Bir esinti yalarken yüzümü, ayaklarım ıslak kumlara batıyordu, dalgalar hafif bir hırçınlıkla çarpıyordu bacaklarıma. Eteğimin yarısını ıslatan bu huzuru seviyordum. Dünyanın ışığı turuncu hallerindeydi, en sevdiğim haliydi. Tatlı bir ses duyuyordu kulaklarım: 'Kızım yemek hazır, gel artık.' Buydu işte. Fazlasında gözüm yoktu. Dünyanın bize sunduğu güzellikleri tadabilmekti amacım tabii en sevdiklerimle beraber.
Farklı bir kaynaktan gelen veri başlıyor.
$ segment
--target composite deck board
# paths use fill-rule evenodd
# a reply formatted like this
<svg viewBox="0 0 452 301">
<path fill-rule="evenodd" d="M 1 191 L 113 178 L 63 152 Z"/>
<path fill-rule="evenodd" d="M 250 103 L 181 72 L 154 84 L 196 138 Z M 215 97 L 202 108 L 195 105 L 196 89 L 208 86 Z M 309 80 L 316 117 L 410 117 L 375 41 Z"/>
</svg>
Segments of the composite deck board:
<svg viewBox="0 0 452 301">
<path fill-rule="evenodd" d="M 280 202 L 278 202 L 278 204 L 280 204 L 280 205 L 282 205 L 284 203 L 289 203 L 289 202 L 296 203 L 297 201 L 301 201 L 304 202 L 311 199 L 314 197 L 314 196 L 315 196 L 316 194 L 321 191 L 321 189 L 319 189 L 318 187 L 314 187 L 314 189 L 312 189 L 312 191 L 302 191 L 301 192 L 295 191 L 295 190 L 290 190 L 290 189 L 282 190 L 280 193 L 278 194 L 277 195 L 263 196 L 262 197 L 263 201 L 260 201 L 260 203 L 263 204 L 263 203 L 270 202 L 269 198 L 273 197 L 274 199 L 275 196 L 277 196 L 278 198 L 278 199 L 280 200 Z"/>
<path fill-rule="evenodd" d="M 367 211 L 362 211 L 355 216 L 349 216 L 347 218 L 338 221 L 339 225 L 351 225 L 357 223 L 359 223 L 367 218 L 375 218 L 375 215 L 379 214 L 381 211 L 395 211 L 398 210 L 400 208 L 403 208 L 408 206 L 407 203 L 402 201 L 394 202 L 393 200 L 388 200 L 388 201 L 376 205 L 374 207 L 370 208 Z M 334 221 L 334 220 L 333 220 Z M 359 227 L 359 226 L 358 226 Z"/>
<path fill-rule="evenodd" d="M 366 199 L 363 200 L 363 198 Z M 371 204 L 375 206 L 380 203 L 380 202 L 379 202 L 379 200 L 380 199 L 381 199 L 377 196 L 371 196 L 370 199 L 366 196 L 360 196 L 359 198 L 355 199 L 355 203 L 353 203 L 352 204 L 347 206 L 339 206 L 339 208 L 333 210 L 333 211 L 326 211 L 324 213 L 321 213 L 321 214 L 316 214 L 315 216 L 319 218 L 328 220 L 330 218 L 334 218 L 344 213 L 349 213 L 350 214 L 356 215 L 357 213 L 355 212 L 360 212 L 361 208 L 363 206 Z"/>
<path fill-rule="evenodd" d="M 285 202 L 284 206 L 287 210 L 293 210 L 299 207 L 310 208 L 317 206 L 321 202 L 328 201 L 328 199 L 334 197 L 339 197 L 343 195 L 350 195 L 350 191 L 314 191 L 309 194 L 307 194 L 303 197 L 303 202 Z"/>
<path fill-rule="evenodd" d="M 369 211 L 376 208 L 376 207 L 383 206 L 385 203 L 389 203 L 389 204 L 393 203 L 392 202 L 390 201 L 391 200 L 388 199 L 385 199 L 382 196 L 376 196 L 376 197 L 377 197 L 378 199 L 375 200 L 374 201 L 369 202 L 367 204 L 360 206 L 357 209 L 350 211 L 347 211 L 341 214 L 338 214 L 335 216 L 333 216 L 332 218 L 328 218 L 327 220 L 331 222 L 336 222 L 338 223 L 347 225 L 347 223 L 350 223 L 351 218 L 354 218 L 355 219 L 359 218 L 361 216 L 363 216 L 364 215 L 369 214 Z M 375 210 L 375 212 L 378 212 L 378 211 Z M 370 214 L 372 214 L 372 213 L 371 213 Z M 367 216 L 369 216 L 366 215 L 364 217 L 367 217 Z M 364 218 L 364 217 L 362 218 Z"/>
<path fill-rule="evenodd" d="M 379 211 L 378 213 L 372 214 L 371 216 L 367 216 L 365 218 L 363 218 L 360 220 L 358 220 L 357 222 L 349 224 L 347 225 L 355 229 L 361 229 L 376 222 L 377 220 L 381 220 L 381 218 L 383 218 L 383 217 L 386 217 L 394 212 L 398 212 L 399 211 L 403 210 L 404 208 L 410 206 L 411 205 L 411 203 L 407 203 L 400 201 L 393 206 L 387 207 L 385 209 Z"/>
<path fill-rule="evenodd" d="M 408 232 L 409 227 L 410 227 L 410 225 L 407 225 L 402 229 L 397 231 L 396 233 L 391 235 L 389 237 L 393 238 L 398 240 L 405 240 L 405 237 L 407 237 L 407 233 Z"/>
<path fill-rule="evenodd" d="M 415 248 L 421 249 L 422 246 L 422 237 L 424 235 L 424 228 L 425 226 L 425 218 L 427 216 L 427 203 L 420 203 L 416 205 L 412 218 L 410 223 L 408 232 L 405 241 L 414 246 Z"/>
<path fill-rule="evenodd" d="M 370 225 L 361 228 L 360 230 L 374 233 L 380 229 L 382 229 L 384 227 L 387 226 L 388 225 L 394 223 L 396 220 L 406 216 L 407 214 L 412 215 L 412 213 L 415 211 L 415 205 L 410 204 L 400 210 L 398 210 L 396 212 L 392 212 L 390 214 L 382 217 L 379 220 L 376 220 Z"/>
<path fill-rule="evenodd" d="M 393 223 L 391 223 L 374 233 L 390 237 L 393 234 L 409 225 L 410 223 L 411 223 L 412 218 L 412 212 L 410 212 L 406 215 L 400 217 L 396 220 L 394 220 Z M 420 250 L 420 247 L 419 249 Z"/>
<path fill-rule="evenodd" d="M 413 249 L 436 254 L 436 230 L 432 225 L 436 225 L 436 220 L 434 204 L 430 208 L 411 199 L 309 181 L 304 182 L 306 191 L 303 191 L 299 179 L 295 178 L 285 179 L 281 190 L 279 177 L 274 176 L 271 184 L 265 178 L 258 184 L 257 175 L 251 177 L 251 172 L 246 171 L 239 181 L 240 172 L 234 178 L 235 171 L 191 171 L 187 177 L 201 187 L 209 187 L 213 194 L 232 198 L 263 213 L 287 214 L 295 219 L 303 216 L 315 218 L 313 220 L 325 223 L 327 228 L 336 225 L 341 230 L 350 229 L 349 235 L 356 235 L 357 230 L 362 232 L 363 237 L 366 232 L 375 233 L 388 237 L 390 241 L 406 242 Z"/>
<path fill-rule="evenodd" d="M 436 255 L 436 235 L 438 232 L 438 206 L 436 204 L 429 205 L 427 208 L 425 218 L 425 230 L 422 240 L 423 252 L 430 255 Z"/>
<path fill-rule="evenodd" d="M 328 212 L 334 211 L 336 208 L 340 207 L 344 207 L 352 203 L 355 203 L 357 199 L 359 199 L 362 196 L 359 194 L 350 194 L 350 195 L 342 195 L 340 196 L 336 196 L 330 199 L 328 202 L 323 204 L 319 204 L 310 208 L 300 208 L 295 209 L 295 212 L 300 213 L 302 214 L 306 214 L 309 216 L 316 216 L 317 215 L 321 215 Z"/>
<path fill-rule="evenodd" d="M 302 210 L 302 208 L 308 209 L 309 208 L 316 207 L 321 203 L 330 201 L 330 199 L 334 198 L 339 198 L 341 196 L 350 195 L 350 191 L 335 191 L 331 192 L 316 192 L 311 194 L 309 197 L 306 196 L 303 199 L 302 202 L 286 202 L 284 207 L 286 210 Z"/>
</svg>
Ama hayat bu kadar basit değildi işte. İnsan diye karmaşık bir ırk vardı bir kere, nasıl her şey normal olabilirdi; değildi işte. Her birimiz ortak acılar çekerken bir yandan da farklı düşünce yapılarımızın getirdiği yetersizlikle eziliyorduk. Huzur bize o kadar uzaktaydı ki milyonlarca insan onu ararken ömrünü tüketiyordu. Huzuru aramayanlar huzura erişiyordur belki, kim bilir?
Böyleyim işte ben, olanlar üstünde fazla düşünüp düşündüğüm şeyi de tekrar düşünürüm.
Huzuru arayan başka bir ölümlü! Benim rengarenk dünyama göz atmak istiyorsan, hoşgeldin...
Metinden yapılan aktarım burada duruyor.